Maladie pulmonaire obstructive chronique, la MPOC ?

Cette maladie est définie quand il y a toux avec mucus plusieurs jours sur 3 mois, pendant deux années consécutives, sans autre maladie pour expliquer la toux. Presque tous les cas de MPOC se produisent suite à l’effet nocif du tabac sur les poumons sur plusieurs années, conduisant à une inflammation de la muqueuse des bronches. Une bronchite chronique peut précéder ou accompagner un emphysème. La pathologie touche des personnes de tous les âges, plus particulièrement ceux de plus de 45 ans.
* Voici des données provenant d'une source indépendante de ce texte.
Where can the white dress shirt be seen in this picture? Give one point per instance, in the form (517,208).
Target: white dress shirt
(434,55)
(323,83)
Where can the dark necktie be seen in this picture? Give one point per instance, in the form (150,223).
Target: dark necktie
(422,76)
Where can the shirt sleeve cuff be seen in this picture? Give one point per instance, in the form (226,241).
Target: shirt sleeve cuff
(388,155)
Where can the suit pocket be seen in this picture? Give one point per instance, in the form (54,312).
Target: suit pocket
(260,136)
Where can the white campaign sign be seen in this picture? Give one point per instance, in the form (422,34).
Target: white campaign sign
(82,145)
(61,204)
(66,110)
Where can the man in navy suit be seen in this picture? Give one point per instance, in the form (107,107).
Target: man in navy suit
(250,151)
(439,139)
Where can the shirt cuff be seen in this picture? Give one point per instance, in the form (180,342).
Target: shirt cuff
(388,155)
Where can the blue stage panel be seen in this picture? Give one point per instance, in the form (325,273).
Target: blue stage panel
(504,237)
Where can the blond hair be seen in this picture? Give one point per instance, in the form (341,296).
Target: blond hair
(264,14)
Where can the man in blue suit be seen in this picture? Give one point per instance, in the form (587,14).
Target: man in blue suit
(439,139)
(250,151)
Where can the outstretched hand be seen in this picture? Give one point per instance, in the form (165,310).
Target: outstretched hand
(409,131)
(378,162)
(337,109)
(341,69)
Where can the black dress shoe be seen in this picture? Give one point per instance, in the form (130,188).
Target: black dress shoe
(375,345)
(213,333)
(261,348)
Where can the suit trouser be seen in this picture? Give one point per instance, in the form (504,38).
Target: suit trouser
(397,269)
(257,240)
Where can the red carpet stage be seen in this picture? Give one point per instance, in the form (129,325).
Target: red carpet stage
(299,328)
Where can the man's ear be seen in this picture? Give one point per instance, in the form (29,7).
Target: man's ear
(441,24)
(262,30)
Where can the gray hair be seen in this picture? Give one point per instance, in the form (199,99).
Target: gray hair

Comment se développe la maladie ?

La bronchite chronique s’installe, dans la plupart des cas, après 20 à 30 ans d’exposition des voies respiratoires à des irritants comme la fumée, la pollution de l’air et d’autres sources. Des changements se produisent dans la muqueuse bronchique. Dans le cas d’une bronchite chronique, l’hypertrophie des glandes muqueuses et la formation d’une inflammation dans les bronchioles limitent le débit d’air qui y circule. Quand il ya une aggravation de l’inflammation, comme dans le cas des infections bactériennes des bronches, la production de mucus augmente considérablement. Le terme « maladie pulmonaire obstructive chronique » (MPOC) est utilisé pour se référer à la bronchite chronique et à l’emphysème qui coexistent généralement chez le même patient, induisant une obstruction à l’écoulement d’air. Tous ces changements déterminent les signes et symptômes de la maladie.

Que ressent-on ?

Dans le cas d’une MPOC, les symptômes sont multiples :

Toux ;

Expectoration ;

Essoufflement (dyspnée) ;

Fièvre : lorsque la de bronchite chronique est associée à une infection respiratoire ;

Respiration sifflante : quand la maladie est exacerbée (crises) ;

Cyanose, le plus souvent vu sur le visage et les mains ;

Gonflement des pieds et des jambes suite à la dégradation des conditions de travail du cœur, due à une bronchite très sévère.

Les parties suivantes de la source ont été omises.